Map Data Structure and Verification
Last updated
Last updated
The Hivemapper Network divides the world into trillions of small hexagonal tiles known as hexes. These hexes are the atomic unit of the map and are based on the H3 geospatial indexing system. Using small H3 cells ensures precise attribution of contributions and avoids ambiguity from partial or overlapping tiles.
When an approved Open Camera device (such as the Hivemapper Bee) contributes imagery, each contribution is evaluated at the hex level. Said differently, the atomic unit of contribution is a single image that captures useful map data within one or more hexes.
Examples of valid contributions include:
• Uploading fresh imagery for a hex that the network has flagged as stale or under-covered.
• Detecting map-relevant objects—such as lane boundaries, speed limit signs, toll prices, or traffic lights— within the boundaries of one or more hexes.

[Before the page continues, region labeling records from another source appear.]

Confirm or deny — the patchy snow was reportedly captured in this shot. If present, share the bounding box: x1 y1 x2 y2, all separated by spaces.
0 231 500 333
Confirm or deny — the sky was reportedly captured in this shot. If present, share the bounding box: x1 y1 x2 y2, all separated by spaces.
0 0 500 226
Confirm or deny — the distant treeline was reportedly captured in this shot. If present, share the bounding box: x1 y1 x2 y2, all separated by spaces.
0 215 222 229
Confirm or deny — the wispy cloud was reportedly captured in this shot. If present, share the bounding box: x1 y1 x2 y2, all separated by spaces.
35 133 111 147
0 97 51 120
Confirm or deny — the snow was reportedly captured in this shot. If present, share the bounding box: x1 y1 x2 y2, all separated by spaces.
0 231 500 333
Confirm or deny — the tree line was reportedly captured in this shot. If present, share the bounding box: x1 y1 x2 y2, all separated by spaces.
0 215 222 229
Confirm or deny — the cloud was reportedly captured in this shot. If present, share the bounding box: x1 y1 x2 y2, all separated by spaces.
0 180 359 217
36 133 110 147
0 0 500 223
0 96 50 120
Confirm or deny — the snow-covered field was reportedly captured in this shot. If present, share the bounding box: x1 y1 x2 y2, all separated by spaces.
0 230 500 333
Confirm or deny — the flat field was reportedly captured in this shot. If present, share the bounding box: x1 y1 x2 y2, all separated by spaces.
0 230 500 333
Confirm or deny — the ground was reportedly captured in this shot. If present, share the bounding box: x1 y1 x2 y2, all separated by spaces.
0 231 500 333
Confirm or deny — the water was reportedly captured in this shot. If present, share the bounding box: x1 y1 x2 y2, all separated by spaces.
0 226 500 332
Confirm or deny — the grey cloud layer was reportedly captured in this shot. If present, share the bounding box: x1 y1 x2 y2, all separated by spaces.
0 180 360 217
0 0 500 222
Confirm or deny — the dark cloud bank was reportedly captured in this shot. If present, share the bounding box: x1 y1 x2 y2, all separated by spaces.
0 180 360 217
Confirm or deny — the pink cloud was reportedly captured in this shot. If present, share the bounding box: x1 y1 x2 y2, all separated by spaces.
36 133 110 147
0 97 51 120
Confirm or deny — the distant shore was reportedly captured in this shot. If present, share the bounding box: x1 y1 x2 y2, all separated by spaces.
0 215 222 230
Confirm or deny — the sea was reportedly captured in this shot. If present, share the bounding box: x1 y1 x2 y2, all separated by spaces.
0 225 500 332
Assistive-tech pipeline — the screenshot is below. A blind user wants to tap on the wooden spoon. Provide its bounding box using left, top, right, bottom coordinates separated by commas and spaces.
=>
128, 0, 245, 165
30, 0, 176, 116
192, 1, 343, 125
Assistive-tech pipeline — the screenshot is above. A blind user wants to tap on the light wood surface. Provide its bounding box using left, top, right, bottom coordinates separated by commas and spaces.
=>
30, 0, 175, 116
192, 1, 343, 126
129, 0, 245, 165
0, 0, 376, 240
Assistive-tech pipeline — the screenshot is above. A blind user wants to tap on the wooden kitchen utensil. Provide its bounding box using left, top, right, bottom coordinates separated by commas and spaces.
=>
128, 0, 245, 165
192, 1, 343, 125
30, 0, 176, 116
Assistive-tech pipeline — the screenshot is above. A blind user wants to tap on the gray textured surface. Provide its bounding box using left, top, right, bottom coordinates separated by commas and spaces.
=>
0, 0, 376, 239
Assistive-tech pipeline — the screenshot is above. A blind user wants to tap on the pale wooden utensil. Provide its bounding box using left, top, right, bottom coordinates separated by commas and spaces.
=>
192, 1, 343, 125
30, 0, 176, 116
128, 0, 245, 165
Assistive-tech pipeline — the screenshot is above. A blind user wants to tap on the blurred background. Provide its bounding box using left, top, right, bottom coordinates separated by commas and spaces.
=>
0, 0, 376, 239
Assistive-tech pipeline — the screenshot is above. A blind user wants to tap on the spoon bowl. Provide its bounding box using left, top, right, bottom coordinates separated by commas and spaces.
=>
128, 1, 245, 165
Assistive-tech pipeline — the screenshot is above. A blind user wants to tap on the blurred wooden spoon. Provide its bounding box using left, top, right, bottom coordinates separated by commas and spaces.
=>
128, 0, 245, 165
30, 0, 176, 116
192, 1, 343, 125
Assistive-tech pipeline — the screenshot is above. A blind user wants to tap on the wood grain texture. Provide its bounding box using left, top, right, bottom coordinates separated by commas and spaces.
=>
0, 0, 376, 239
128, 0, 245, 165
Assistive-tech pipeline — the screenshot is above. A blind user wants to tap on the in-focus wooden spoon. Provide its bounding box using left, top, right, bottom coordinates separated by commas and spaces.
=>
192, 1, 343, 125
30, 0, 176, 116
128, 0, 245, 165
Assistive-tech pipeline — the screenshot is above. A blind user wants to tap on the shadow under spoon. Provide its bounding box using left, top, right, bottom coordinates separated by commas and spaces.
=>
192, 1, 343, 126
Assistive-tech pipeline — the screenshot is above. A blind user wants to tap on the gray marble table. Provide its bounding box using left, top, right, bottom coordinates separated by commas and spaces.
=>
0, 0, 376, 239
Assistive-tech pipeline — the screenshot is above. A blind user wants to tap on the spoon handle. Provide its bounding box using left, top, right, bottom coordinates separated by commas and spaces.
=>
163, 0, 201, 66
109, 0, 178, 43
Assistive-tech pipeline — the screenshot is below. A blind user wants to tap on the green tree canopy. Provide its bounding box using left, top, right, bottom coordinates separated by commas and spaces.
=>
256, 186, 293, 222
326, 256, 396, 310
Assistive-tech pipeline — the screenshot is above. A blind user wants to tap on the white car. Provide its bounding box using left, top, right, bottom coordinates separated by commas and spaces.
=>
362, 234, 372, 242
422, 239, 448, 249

All contribution rewards and verifications are ultimately tied to these hex-based units, ensuring consistent, location-specific mapping across the globe.
Hexes are grouped into larger areas known as regions. The Hivemapper Network defines regions using standard administrative or statistical boundaries once contributors.
When you review the region pages on hivemapper.com, you will find useful data points about regions with active map contributors. These data points include the number of total and unique kilometers mapped, the number of contributors in the region, and the Region Progress score.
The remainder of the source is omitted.